Day 4: Vector Search — When Keywords Fail You
Teaching your search engine to understand meaning, not just words
The Problem Nobody Talks About
You built a product search. Someone types “laptop” and gets laptops. Perfect.
Then a customer searches for “portable computer for travel” and gets... nothing.
Or they search for “something to keep my coffee hot” and your database full of “thermal mugs” and “insulated tumblers” returns zero results.
Your search works. It just does not understand.
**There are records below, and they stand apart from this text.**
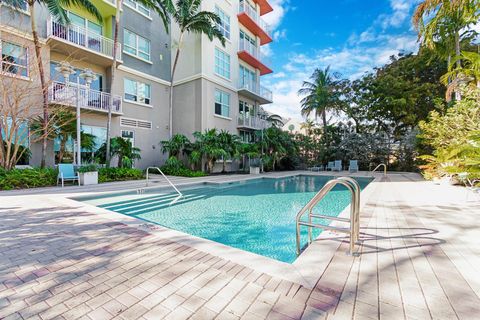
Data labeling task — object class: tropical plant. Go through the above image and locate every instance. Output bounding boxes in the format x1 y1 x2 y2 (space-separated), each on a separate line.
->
266 114 284 128
105 0 170 167
418 87 480 178
298 66 341 133
100 137 141 168
4 0 102 168
160 156 206 177
300 119 316 136
98 167 144 182
413 0 479 99
217 130 240 173
192 129 226 173
441 50 480 100
260 127 297 171
160 134 190 160
166 0 226 138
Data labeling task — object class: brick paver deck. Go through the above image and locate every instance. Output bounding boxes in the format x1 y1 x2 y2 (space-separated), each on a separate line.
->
1 172 479 319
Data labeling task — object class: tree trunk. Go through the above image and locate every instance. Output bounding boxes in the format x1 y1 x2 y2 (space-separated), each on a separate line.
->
454 30 462 101
222 158 226 173
58 138 66 163
29 3 49 168
106 0 121 168
169 32 184 139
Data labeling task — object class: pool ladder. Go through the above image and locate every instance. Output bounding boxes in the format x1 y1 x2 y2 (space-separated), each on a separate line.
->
145 167 183 199
370 163 387 177
296 177 361 256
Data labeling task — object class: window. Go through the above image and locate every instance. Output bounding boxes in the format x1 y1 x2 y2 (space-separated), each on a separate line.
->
215 6 230 39
124 0 151 17
239 30 257 55
214 89 230 117
50 62 102 91
239 100 254 117
123 29 151 61
1 41 28 77
239 130 255 143
3 0 28 12
121 130 135 146
124 78 151 105
214 48 230 79
239 65 256 90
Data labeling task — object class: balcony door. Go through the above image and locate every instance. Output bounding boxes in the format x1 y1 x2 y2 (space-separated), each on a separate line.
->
66 12 103 53
239 65 257 92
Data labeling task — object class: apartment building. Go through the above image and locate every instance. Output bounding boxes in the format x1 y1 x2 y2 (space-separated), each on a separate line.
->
0 0 171 168
171 0 274 147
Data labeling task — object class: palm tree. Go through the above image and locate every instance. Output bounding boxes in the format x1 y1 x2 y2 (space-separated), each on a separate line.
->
266 114 284 128
5 0 102 168
160 133 190 160
298 66 340 133
192 129 225 173
166 0 225 138
110 137 141 168
105 0 170 167
300 119 316 136
413 0 479 99
217 130 240 173
441 51 480 99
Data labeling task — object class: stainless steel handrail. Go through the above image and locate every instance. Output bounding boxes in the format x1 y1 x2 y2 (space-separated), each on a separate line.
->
146 167 183 197
296 177 361 255
371 163 387 177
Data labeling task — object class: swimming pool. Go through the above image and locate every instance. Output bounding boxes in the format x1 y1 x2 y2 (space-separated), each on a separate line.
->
79 175 372 263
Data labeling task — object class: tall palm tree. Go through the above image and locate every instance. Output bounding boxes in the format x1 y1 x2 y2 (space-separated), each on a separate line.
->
166 0 225 138
298 66 340 133
105 0 170 167
6 0 102 168
413 0 479 98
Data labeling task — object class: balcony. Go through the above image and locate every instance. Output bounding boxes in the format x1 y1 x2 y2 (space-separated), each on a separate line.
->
252 0 273 15
238 2 272 45
49 81 122 114
238 39 273 75
237 115 269 130
238 80 272 105
46 18 122 67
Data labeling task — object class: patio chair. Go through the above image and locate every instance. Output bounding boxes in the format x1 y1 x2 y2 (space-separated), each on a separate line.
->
326 161 335 171
349 160 359 173
57 164 80 187
308 165 323 172
333 160 342 172
458 172 480 201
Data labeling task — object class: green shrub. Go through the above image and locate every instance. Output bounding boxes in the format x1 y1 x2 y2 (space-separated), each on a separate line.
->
0 168 57 190
98 168 144 183
77 164 98 173
160 157 206 177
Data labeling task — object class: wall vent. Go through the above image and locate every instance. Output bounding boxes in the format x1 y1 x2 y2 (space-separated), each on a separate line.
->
120 117 152 129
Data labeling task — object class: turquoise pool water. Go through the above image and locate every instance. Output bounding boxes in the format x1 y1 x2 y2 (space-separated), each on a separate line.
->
80 175 372 263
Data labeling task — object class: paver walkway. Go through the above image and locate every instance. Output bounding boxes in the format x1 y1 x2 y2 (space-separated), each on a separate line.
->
0 172 479 319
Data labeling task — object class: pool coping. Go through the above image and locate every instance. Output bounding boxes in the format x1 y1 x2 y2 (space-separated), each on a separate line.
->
61 172 381 289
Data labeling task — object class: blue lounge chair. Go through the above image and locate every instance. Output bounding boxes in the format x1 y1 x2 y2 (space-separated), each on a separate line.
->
349 160 359 173
326 161 335 171
57 164 80 187
333 160 342 172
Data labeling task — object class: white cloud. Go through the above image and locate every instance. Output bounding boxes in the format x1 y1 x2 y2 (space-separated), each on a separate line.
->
262 0 290 30
273 29 287 41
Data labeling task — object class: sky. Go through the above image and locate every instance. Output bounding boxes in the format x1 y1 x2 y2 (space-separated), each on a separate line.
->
260 0 423 121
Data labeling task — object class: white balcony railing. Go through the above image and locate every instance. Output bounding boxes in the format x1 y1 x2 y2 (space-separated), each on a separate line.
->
49 81 122 114
238 2 271 37
237 115 269 130
238 38 270 66
238 79 273 102
47 18 121 60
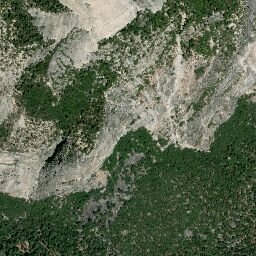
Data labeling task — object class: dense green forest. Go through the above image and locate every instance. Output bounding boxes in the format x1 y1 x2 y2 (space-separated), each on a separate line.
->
0 0 68 48
104 97 256 255
0 122 10 143
29 0 68 13
0 97 255 255
1 0 43 48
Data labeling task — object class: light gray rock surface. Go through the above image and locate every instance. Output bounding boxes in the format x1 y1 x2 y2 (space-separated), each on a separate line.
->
0 0 255 199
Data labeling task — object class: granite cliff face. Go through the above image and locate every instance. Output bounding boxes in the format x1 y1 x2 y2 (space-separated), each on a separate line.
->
0 0 255 199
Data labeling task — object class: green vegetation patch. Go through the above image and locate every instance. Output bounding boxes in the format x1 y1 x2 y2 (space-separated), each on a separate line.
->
17 54 117 152
181 0 240 24
0 192 98 255
0 0 44 48
194 66 206 79
0 0 67 49
178 0 244 58
29 0 68 13
0 122 11 143
112 0 241 40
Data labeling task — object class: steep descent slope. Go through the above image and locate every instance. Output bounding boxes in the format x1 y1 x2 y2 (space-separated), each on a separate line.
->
0 0 255 199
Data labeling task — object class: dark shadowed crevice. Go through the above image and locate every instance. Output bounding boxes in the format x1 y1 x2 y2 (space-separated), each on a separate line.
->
45 138 67 165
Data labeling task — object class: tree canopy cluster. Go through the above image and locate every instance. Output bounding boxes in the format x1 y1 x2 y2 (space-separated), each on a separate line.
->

This is the vocabulary mismatch problem. Users describe things differently from how you wrote them in your database. Traditional keyword search cannot bridge that gap.
Vector search can.
Why Vector Search Exists
Traditional search (BM25, the algorithm behind most keyword search) is brilliant at one thing: finding exact words. If the query contains “laptop” and the document contains “laptop,” you get a match.
But language is messy. People say:
“cheap flights” when you wrote “budget airfare”
“heart doctor” when your data says “cardiologist”
“that movie with the boat that sinks” when they mean Titanic
Keyword search fails all of these.
Vector search takes a different approach. Instead of matching words, it matches meaning.
Here is how, A machine learning model converts your text into numbers — hundreds or thousands of numbers arranged in a specific way. These numbers are called vector embeddings. Text with similar meaning ends up with similar numbers.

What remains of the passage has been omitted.